Дочь вернулась и заняла прежнее место, усадив на колени сына. Гарри снова заговорил, но выбранная им тема, опять оказалась не совсем удачной и не помогла сгладить его предыдущую бестактность.

– Ты не догадаешься, кого я встретил на днях в Ньюкасле.

– Кого же? – без всякого интереса спросила Кэти.

– Твоего знакомого Вилли, Вилли Брукса. Ну и напористый малый. Умеет пробить себе дорогу. Этот пройдоха стал теперь членом какого-то шикарного клуба. Все благодаря тестю. Хлопок – дело выгодное, уж я-то знаю. И если еще добавить кое-какие хитрости, получится золотое дно. Как сказал этот нахал, хлопок приносит медные денежки, а хитрости да уловки, проливаются золотым дождичком. По словам Вилли, у них вдоль реки четырнадцать магазинов тканей, по одному в каждом городе. Он в совете директоров и всем заведует. Мне так хотелось спросить, не слишком ли дорого ему пришлось заплатить? Видела бы ты его жену. – Гарри рассмеялся, откинув голову. – Слюни рекой, а в постели никакого толку. Вот такая женушка…

– Гарри!

– И перестань меня одергивать. Кэти замужняя женщина, а не маленькая девочка.

– Но мне неприятно слушать подобные вещи.

– Ну-ну, – проговорил Гарри, наклоняясь к Бриджи. – Ты сегодня не в духе. Пойду лучше прогуляюсь.

Женщины молча проводили его глазами.

– Он твой отец и измениться не в силах, – мягко заговорила Бриджи. – У него и в мыслях не было тебя обидеть, он любит тебя.

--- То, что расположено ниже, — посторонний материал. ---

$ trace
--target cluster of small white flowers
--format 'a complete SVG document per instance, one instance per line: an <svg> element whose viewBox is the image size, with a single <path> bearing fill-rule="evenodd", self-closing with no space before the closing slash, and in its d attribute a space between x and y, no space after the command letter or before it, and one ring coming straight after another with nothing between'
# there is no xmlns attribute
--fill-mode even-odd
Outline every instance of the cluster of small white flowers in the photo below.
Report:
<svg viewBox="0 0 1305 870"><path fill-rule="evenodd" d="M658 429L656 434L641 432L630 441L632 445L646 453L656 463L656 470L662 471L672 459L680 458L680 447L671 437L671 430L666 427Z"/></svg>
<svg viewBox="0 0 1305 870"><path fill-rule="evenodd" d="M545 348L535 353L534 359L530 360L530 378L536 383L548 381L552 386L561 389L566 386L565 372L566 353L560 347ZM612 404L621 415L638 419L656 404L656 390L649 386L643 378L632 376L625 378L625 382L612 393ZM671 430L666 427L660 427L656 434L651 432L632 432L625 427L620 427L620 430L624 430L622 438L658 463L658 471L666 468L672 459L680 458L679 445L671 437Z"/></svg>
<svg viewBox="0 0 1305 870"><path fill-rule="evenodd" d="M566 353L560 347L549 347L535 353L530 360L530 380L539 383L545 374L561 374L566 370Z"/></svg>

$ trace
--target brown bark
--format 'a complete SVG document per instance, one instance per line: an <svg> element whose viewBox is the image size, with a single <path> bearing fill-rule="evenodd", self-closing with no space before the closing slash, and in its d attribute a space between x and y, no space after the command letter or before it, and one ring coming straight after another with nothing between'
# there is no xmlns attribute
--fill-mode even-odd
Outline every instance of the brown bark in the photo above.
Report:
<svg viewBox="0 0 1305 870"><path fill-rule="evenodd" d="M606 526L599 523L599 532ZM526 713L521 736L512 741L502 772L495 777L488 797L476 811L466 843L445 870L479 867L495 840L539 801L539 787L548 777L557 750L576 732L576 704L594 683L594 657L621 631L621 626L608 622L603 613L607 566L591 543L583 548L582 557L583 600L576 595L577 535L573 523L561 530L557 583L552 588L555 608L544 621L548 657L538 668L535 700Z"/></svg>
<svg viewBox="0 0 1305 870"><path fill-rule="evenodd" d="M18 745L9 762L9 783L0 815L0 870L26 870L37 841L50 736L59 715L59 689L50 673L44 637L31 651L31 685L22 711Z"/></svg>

– Я знаю, но мне все равно обидно.

– Бри-бри, – залепетал ребенок и потянулся к Бриджи. Она взяла его у Кэти, поставила к себе на колени и заглянула в лицо. Глаза мальчика, казалось, смеялись, но Бриджи знала, что это не так. Если смотреть в них, не обращая внимания на другие черты лица, то становилась заметна особая печаль, которую нельзя было назвать бездумной, наоборот, это была печаль осознанная. Как будто в глубине его сознания жило понимание трагизма своей судьбы и тщетности попыток как-либо ее изменить. Глядя на его рот можно было предположить, что он постоянно улыбается. Такое впечатление создавалось из-за приподнятых уголков губ, чуть великоватых для лица. Но сам рот оставался вялым и ничего не выражающим.

Бриджи внимательно изучала черты его лица, что-то мысленно прибавляя и убавляя. Ей пришло в голову, что с возрастом мальчик станет привлекательным, даже красивым: уже теперь в лице ребенка сквозили некоторые намеки на это. Женщина прижала Лоренса к себе и взглянула на Кэти через его плечо.

– Не переживай, моя дорогая, у меня такое чувство, что придет время, и он еще станет для тебя утешением, – сказала она и тут же усомнилась в правоте своих слов, когда увидела, как Кэти опустила голову, и крупные слезы медленно поползли по ее щекам и закапали с подбородка, прежде, чем рука нащупала носовой платок.

«Какое уж тут утешение!» – с горечью думала Кэти. Она была готова отказаться от всего: покоя, счастья, даже любви Пэта, только бы сын был полноценным. Она бы даже пережила известие, что Лоренс стал отъявленным мошенником и негодяем, только бы он был в состоянии это осознать.

В который раз Кэти задавала себе один и тот же вопрос: «Почему? Почему это случилось со мной и Пэтом? Неужели проклятия имели такую силу?». Ее проклял Вилли Брукс в тот вечер, когда она вернула ему кольцо. И Барбара тоже посылала проклятия Пэту накануне их свадьбы. Она была в ярости из-за того, что он назвал ее детей племенем Моллена. А Констанция Радлет… Кэти часто думала о ней в последнее время. Наверное, и она проклинала Пэта, который не оправдал ее надежд. Но не только проклятия могли нести беду. Не меньшей силой обладали и злобные слова, часто повторяемые, исходящие из самой глубины души. Особенно если этой душе пришлось страдать, когда ее с презрением отвергли. А эти трое слишком хорошо знали, что это значит.